Mixture of Linear models

I am trying to build the following model:

47%20pm

With some of the sampled data looking like the following:

N = 100000
x = 2*np.random.rand(N,1) - 1
idx = np.random.rand(N) < 0.5
y = 3*x
y[idx] = -x[idx]
y = y + 0.1*np.random.randn(N,1)

The pymc3 model looks like following and I sample it using minibatches for Variational Bayes (so that avoid/ minimise label switching).

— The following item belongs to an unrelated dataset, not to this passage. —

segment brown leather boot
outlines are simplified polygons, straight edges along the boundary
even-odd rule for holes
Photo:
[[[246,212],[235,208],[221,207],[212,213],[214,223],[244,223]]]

def logp_normal(mu, sigma, value):
    # log probability of individual samples
    delta = (value - mu).ravel()
    k = delta.shape[0]
    return -0.5 * (k * tt.log(2 * np.pi) + tt.log(sigma) + tt.square(delta).sum()/tt.square(sigma))

# Log likelihood of Gaussian mixture distribution
def logp_gmix(mus, pi, sigma):
    def logp_(value):
        logps = [tt.log(pi[i]) + logp_normal(mu, sigma, value) for i, mu in enumerate(mus)]

        return tt.sum(pm.math.logsumexp(tt.stacklists(logps), axis=0))

    return logp_

K = 2 #components
D = 1 #dimensionality of x
X = theano.shared(x)
Y = theano.shared(y.ravel())

with pm.Model() as model:
    pi = pm.Dirichlet('pi', np.ones(K))
    ws = [pm.Normal('w_%d'%i, mu=0, sd=2, shape=(D,)) for i in range(K)]
    sigma  = pm.Uniform('sigma', 0, 1)
    mus = [tt.squeeze(tt.dot(X,w)) for w in ws]
    y_obs = pm.DensityDist('y_obs', logp_gmix(mus, pi, sigma), observed=Y)

With the inference part looking like:

batch_size = 128
X_m = pm.Minibatch(x, batch_size)
Y_m = pm.Minibatch(y.ravel(), batch_size)
with model:
    approx = pm.fit(10000,
                    more_replacements={X:X_m, Y:Y_m},
                    callbacks=[pm.callbacks.CheckParametersConvergence(tolerance=1e-4)],
                    method='fullrank_advi')

# Sample from the posterior
n = 1000
trace = approx.sample(n)

However, when I look at the posteriors unfortunately of the trace, it doesn’t seem to be able to converge on the weights (3 and -1 in our case).


The posterior of sigma seems to be values closer to 1 than 0.1 as used in the example.

So my questions are:

  1. Have I specified the model wrong?
  2. Anything else that is wrong here?

Actually VI does not avoid label switching (it does not have that concept to begin with), if you dont restrict the likelihood/posterior geometry, VI would try to approximate the same multimodal space (for a simple demonstration, see https://github.com/junpenglao/All-that-likelihood-with-PyMC3/blob/master/Notebooks/Normal_mixture_logp.ipynb). Our current VI (ie meanfield and fullrank ADVI) does not do what you intend to (ie., only approximate a single mode) - even if sometimes it display such behaviour it is out of chance. Some example of difficult of the current VI having difficulty you can see in this notebook (at the very end): https://github.com/junpenglao/Planet_Sakaar_Data_Science/blob/master/WIP/[WIP]%20Bayesian%20GMM.ipynb

My suggestion is to use sampling with a single chain and study the fit first, and then take it from there. A similar mixture regression example you can have a look is: Gaussian Mixture of regression (notebook here: https://github.com/junpenglao/Planet_Sakaar_Data_Science/blob/master/PyMC3QnA/mixture/Mixture_discourse.ipynb and https://github.com/junpenglao/Planet_Sakaar_Data_Science/blob/master/PyMC3QnA/mixture/Mixture_discourse_order.ipynb, the second one also use a VI and you can see it is not doing a good job).

Last note - VI inference on mixture model classically use a conjugate gradient method, which my intuition is that it forces the VI approximation to converge toward a single mode. Mansfield and fullrank that update all parameters at the same time during inference do not archive that.

Thanks for that!

Just a quick note while go through the stuff you sent. The reason I talked about being able to avoid label switching was the fact that VI was mode seeking. Is this not the case because of the way vi is implemented or am I just wrong about this?

Mode seeking behavior is a usual phenomenon but not a guarantee.